L’identification de 18 zones génétiques clés

Les résultats de l’équipe scientifique indiquent globalement que l’ADN de Néandertal est corrélé à des charges virales plus élevées pour l’ensemble de ces cinq virus. En affinant leurs conclusions, les chercheurs ont pu identifier 18 régions génétiques différentes où les allèles archaïques semblent particulièrement liés à une augmentation de cette charge virale.
La majorité de ces régions se trouvent au sein du Complexe Majeur d’Histocompatibilité (CMH). Il s’agit d’un groupe de gènes qui codent pour des protéines de surface cellulaire, dont le rôle principal est d’aider le système immunitaire à identifier et à détruire les cellules infectées.
Deux autres groupes d’allèles néandertaliens ont été localisés sur le chromosome 17. Un haplotype dénisovien, qui correspond à un groupe de variants génétiques, a également été repéré dans le CMH et s’est révélé être associé à des charges virales plus élevées.
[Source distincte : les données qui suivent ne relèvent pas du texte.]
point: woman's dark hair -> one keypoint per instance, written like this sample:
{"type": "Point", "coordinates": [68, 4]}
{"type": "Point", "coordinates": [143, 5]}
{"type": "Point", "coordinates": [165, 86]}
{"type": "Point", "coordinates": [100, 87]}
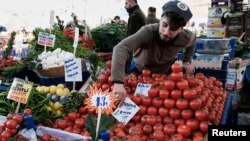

Le fossé temporel de l’évolution immunitaire

Michael Dannemann, professeur associé de génomique évolutive et co-auteur de l’étude, a partagé son analyse dans un communiqué. « Nos résultats suggèrent que les variants dérivés de Néandertal pourraient ne pas fournir une défense efficace contre plusieurs virus à ADN chez les personnes d’aujourd’hui », déclare le chercheur. « Cela contraste de manière frappante avec leurs effets bénéfiques précédemment rapportés sur l’immunité contre les virus à ARN. »
Cette observation s’explique par l’adaptation des Néandertaliens aux virus qui existaient durant le Paléolithique, potentiellement très différents de ceux qui circulent aujourd’hui. Les variants génétiques qui étaient bénéfiques dans la bataille contre ces anciens pathogènes peuvent s’avérer inefficaces face aux virus modernes. « Les effets directionnels sur la charge des virus à ADN observés dans notre étude peuvent donc ne pas refléter nécessairement ceux chez les [Néandertaliens] d’il y a des dizaines de milliers d’années, lorsque des souches virales différentes circulaient », écrivent les auteurs de l’étude.
Les gènes archaïques semblent mieux configurés pour combattre les virus à ARN que ceux à ADN, amenant l’équipe à avancer la suggestion que les Néandertaliens étaient spécifiquement adaptés aux premiers plutôt qu’aux seconds. « Nos résultats pourraient indiquer que les systèmes immunitaires [néandertaliens] étaient optimisés pour des infections aiguës plutôt que chroniques », concluent-ils dans leurs travaux publiés par la revue scientifique Genome Biology and Evolution.